The unraveling begins.

It starts to unravel. And the deeper the thoughts that we recognize as thoughts, the deeper the beliefs that we see to be thoughts and not reality, the more everything starts to support this unraveling. That's why the core of it is self-inquiry, because the deepest attachment is to the self, to the self as the image "I." Once you see that what you knew to be yourself is not yourself, that it's a thought, a complex mental construct, then you see what was supporting every other false identification. You could go at the root of it, which is the identification with the self-construct, or you could work on it more progressively, peeling back layers like an onion. But ultimately you're going to come to this point: who am I? The image of what we are is the thing we're most addicted to.

So it's this movement from something that appears to be reality to seeing that it's actually a thought. Once we see something as a thought, a lot has already happened. And then we can keep seeing it as a thought, and that's when it naturally becomes something we understand to be relative.

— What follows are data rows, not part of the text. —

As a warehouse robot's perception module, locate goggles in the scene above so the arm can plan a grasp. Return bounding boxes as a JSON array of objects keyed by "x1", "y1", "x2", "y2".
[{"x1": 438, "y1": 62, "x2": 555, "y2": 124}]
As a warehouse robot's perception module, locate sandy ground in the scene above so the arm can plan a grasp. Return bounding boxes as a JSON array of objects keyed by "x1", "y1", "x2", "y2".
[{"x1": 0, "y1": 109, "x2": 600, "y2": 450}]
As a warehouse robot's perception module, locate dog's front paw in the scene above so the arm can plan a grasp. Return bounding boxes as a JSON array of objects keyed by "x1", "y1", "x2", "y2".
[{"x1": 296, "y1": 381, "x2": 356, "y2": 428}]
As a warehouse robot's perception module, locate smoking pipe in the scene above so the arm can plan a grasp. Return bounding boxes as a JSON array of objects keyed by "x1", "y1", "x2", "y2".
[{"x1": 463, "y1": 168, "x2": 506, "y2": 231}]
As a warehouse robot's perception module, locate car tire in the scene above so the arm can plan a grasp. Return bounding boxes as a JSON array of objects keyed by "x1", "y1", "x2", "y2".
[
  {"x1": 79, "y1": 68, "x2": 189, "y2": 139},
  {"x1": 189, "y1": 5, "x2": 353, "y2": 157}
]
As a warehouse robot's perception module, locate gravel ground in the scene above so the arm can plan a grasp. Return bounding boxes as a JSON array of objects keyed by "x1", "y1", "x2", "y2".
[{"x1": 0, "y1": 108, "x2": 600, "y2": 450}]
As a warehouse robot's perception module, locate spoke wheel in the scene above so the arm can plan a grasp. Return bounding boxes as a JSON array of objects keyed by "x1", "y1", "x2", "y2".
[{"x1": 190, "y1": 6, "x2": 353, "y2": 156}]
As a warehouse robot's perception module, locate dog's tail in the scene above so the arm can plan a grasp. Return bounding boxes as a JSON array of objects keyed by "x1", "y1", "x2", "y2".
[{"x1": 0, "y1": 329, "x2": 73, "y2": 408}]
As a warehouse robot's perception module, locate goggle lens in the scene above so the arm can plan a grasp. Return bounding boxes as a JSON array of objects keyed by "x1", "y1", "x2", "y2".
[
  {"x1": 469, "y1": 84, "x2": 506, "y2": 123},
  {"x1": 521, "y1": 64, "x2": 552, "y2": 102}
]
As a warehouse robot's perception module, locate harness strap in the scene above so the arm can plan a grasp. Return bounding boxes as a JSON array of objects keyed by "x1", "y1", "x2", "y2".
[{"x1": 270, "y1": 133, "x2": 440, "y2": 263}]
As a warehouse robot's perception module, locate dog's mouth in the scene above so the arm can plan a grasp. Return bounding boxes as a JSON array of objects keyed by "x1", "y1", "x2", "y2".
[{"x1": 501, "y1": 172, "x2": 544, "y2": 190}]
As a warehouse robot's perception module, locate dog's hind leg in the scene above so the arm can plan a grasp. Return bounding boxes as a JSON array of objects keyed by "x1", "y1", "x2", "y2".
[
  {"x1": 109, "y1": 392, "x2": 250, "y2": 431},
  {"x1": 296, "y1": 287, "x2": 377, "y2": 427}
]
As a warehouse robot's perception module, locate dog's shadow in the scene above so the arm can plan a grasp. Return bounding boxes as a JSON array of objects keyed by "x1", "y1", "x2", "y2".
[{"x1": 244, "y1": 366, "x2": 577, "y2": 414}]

The body's role in unraveling

I find that my whole nervous system is involved in this attachment to thought. I feel the reactiveness of the nervous system, and I can see that for what it is as well. It happens on many levels, this unraveling. So much of my life I focused on coming from the head. The conceptual is very useful, extremely useful. But the deep belly, the heart: that depth of experience is where I think the resistance comes from, ultimately. That's what my path has really opened for me more and more these last few years. I just say, "Bring it on, whatever it is." Whatever reaction, whatever thought. Sometimes I have to move and act it out because there's so much stored in the body. I notice more and more that there's activity up here in the mind, but it's down in the belly where the real action is. It's new to me. I never felt this aliveness there before, maybe as a kid but not as an adult.

That's why I refer to it as an addiction and use the term "withdrawal," because the withdrawal from substance addiction is a very biological process, and I think this is very, very similar.

I so resonate with that. I was in a twelve-step program, and I really resonate with it. The experience is the same. Thank you so much.